「老祖的煉龍金要還我們。包括你手裡所有的煉龍金,都必須給我們。」
「你覺得我媽值這個價嗎?」
「我覺得值!」
李文隆不急不緩輕聲說道:「你只有一個媽。」
金鋒清冷冷回應過去:「那你把她殺了就是。」
陰森和無情的話讓李文隆足足沉默了四五秒的時間,聲音變得有些肅冷:「你連你媽都不要了!?」
「古代弒父殺母奪天下的多了去,你覺得我會在乎只養了我七八年的媽?」
「你殺了我媽,你什麼都得不到!」
金鋒神色平靜如最寂靜的綠山山脈,聲音也冷得如綠山上最冷冽的冰泉。
「沒有人能威脅我。你今天綁我媽,我明天就可以綁你!」
「後天我就可以綁你們李家任何人!」
「自由石匠的核心高層被我殺了三個。你們又能比自由石匠更厲害?」
「包括你在內,李文隆。」
電話那頭李文隆似乎被金鋒的話所震懾,更似乎沒料到金鋒會說出這樣絕情到無情的話。
忽然間,一個粗魯粗暴的聲音傳來:「那麼,金家軍呢?」
聽到這話,金鋒面色一緊,沉聲叫道:「方斯年!?」
電話那頭方斯年的兇暴聲音取代了優柔寡斷傀儡李文隆:「我給你準備了份大禮!」
「就在你前面!」
話剛落音,突然間,開道頭車急速剎停。跟著護衛們下車警戒。
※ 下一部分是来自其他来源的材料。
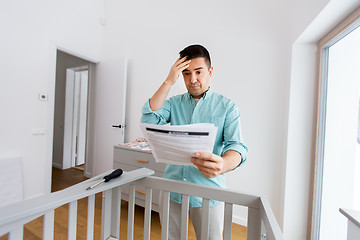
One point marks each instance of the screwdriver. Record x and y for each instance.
(116, 173)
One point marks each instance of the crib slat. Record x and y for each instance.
(205, 219)
(254, 224)
(106, 214)
(228, 221)
(115, 213)
(72, 220)
(131, 211)
(17, 233)
(90, 217)
(48, 226)
(165, 215)
(147, 220)
(184, 217)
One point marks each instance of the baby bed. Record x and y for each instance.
(261, 220)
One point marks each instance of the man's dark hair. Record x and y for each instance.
(196, 51)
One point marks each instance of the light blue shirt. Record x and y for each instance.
(211, 108)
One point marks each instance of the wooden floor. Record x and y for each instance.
(64, 178)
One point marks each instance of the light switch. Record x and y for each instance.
(39, 131)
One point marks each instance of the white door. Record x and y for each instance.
(75, 117)
(110, 111)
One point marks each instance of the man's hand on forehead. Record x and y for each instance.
(180, 65)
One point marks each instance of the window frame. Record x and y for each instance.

只見著在路中間跪著一個男子,早已被鵝毛大雪覆蓋,幾乎變成了一個雪人。
神聖之城的護衛上前輕輕一抹雪人身上的大雪,卻是在下一秒急速收緊雙瞳。
「人彈……」
最後一個彈字直叫出半聲,那雪人便自轟然爆開。當場四個護衛就被炸飛屍橫遍野慘不忍睹。
看到這一幕,所有人都驚呆了。
無數護衛瘋狂大叫疾呼,對著周圍開槍亂掃,司機們慌了神操縱車子快速往後退。
金鋒卻是開啟車門沒有任何怯懦直直走到人彈現場,那具已經被炸得面目全非的人彈屍體赫然是啞巴郭延喜!
殷紅的血染紅白色的雪,殘缺不全的屍骸滿地都是。
啞巴郭延喜早已被身上綁的炸彈炸得屍骨不全。
金鋒俯下身子將郭延喜的斷臂握在手中,緊緊牢牢的逮住。他的屍體已經僵硬如鐵,預計死亡時間已經超過了一天。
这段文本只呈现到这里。